I think a lot of people allow their problems to hurt them for much longer than they should simply because they don’t have an outcome. Create a list of demands for your problem. What do you want to come out of this? What is it going to take for you to get them? What things are you going to have to work for, and what things are you going to have to accept?

This process is not instant, and could take months, years. But the day that you decide that your problem is no longer going to sit in your life without a purpose is the day that you find freedom. Trust me—nothing is more comforting than knowing that there is a plan in the pain, that maybe one day you will find yourself stronger than before because you no longer let your problems have the final say.

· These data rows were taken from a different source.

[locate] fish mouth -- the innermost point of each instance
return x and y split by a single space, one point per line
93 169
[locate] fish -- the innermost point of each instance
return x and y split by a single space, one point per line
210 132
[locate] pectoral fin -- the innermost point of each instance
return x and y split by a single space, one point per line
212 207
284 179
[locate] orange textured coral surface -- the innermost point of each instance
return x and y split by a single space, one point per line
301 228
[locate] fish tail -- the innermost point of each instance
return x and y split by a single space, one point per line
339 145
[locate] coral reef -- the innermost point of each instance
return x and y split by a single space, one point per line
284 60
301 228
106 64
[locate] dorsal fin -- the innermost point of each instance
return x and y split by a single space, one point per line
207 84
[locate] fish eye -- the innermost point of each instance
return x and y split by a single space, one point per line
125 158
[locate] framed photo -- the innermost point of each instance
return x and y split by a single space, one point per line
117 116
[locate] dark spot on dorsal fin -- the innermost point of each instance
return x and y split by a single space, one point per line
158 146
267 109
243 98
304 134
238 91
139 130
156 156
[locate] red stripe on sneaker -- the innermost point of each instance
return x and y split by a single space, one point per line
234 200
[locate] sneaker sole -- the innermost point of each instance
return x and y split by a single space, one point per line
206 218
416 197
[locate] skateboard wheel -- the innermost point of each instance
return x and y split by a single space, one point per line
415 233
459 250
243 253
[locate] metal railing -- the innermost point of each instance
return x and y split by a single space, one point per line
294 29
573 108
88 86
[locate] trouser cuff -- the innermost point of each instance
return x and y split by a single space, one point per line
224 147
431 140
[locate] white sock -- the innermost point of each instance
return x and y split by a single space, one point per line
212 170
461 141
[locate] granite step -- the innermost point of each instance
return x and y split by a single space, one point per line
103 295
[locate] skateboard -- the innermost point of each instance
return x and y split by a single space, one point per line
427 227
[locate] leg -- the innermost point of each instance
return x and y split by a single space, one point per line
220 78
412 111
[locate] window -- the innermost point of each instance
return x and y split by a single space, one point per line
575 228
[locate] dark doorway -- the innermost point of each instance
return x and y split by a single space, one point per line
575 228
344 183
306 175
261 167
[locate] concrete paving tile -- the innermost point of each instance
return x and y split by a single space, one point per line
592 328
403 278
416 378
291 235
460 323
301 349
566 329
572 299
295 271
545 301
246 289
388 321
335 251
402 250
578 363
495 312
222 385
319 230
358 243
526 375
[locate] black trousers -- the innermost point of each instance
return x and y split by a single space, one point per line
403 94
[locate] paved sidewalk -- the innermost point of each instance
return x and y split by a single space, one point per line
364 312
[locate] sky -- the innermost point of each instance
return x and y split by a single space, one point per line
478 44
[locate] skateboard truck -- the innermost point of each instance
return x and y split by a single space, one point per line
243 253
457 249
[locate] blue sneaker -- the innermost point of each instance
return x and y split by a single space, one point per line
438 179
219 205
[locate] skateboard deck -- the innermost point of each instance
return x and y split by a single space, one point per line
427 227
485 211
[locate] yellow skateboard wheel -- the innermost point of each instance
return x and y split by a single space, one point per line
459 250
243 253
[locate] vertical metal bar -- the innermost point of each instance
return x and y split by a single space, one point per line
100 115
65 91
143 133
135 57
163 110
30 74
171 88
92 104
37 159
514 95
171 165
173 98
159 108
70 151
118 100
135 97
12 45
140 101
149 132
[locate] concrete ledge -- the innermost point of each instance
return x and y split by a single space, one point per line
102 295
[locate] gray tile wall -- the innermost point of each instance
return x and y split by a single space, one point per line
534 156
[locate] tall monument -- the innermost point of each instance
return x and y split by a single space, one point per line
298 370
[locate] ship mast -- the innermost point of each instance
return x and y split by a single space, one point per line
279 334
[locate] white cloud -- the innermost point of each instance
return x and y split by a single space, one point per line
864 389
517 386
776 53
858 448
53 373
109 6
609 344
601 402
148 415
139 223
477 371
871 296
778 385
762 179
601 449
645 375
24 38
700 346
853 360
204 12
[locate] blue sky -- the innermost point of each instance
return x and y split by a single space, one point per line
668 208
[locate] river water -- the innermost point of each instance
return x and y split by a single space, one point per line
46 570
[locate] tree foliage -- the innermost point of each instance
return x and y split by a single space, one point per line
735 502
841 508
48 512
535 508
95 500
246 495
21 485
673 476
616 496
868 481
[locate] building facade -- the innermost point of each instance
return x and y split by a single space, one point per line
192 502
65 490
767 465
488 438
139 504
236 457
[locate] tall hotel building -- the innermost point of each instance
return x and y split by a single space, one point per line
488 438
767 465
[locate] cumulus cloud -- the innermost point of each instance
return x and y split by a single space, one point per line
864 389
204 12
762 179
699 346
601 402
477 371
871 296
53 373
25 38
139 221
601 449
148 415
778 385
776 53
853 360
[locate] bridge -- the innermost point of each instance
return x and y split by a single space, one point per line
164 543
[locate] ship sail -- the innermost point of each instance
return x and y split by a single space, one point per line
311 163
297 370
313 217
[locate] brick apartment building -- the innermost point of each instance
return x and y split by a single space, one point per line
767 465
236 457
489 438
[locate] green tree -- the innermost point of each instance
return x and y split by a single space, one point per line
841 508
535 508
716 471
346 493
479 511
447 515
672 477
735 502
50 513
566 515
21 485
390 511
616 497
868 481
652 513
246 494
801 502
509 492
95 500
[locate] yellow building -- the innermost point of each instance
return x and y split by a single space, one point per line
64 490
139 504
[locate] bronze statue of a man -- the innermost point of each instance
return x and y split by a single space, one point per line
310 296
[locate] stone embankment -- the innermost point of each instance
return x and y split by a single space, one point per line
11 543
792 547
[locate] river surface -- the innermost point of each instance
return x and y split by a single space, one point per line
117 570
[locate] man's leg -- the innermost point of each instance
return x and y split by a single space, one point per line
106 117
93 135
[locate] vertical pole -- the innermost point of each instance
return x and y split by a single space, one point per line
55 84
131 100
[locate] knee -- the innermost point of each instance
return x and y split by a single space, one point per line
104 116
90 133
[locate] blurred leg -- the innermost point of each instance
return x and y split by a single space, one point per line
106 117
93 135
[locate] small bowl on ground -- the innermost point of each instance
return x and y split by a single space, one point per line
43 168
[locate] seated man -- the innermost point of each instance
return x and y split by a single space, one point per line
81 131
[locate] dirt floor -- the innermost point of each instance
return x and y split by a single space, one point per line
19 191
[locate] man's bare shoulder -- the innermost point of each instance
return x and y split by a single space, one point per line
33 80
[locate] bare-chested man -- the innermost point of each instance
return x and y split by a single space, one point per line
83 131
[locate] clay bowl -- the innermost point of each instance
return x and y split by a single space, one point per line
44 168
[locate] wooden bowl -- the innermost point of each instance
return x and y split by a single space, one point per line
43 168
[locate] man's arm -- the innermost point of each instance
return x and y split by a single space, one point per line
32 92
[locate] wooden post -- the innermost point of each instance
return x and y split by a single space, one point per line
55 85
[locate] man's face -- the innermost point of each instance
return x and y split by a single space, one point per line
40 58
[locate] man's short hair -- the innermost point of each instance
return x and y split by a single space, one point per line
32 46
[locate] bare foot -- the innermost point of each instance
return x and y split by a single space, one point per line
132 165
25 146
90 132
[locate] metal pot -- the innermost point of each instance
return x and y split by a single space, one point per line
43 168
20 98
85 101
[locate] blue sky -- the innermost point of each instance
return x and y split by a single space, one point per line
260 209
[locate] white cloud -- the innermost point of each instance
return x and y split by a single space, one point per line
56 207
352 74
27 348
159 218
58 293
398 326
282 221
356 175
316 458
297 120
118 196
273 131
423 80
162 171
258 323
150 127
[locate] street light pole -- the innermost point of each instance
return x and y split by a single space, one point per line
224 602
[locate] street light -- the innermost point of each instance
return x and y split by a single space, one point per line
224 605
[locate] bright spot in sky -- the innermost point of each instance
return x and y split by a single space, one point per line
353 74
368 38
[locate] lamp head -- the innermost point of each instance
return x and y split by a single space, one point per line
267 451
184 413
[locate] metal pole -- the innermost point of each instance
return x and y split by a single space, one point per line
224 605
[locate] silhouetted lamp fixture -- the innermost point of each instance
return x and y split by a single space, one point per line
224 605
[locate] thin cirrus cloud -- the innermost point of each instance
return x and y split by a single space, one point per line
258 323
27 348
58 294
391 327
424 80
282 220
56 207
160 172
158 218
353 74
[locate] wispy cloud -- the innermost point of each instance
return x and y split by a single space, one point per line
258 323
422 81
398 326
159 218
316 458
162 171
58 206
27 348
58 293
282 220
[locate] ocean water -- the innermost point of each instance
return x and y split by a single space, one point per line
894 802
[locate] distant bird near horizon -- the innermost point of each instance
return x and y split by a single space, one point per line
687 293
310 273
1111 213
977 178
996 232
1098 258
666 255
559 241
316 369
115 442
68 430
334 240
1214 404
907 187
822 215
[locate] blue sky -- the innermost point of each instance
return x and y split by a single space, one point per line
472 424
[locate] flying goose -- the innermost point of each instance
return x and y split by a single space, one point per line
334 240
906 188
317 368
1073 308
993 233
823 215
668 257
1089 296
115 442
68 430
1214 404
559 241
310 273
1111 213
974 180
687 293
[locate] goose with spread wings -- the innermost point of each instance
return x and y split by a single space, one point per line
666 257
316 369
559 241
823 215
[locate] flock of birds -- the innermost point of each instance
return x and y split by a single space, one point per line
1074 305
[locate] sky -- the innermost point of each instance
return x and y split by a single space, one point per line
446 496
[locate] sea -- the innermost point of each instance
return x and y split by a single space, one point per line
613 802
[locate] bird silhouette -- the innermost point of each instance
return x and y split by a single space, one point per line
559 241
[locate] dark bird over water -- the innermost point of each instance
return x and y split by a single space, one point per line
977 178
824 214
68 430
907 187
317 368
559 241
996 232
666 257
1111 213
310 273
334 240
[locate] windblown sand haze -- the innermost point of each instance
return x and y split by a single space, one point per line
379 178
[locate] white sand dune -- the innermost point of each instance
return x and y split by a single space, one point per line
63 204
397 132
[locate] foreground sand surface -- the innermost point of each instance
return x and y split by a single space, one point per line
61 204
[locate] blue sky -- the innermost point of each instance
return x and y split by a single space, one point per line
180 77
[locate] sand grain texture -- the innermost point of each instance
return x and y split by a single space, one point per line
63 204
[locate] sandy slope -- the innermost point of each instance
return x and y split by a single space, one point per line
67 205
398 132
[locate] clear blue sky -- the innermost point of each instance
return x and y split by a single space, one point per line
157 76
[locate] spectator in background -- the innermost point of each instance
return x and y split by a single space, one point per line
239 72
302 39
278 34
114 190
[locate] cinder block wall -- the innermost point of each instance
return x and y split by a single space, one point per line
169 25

To end, I wanted to share with you some words of wisdom from Pastor Charles Swindoll:

“The longer I live, the more I realize the impact of attitude on life. Attitude, to me, is more important than facts. It is more important than the past, the education, the money, than circumstances, than failure, than successes, than what other people think or say or do. It is more important than appearance, giftedness or skill. It will make or break a company… a church… a home. The remarkable thing is we have a choice everyday regarding the attitude we will embrace for that day. We cannot change our past… we cannot change the fact that people will act in a certain way. We cannot change the inevitable. The only thing we can do is play on the one string we have, and that is our attitude. I am convinced that life is 10% what happens to me and 90% of how I react to it. And so it is with you… we are in charge of our Attitudes.

Let’s make the decision to no longer look at our problems narrow-mindedly, but rather examine them from different angles. And let’s especially put our problems in perspective by looking at the outcomes of the situation and deciding for ourselves what our attitude is going to be.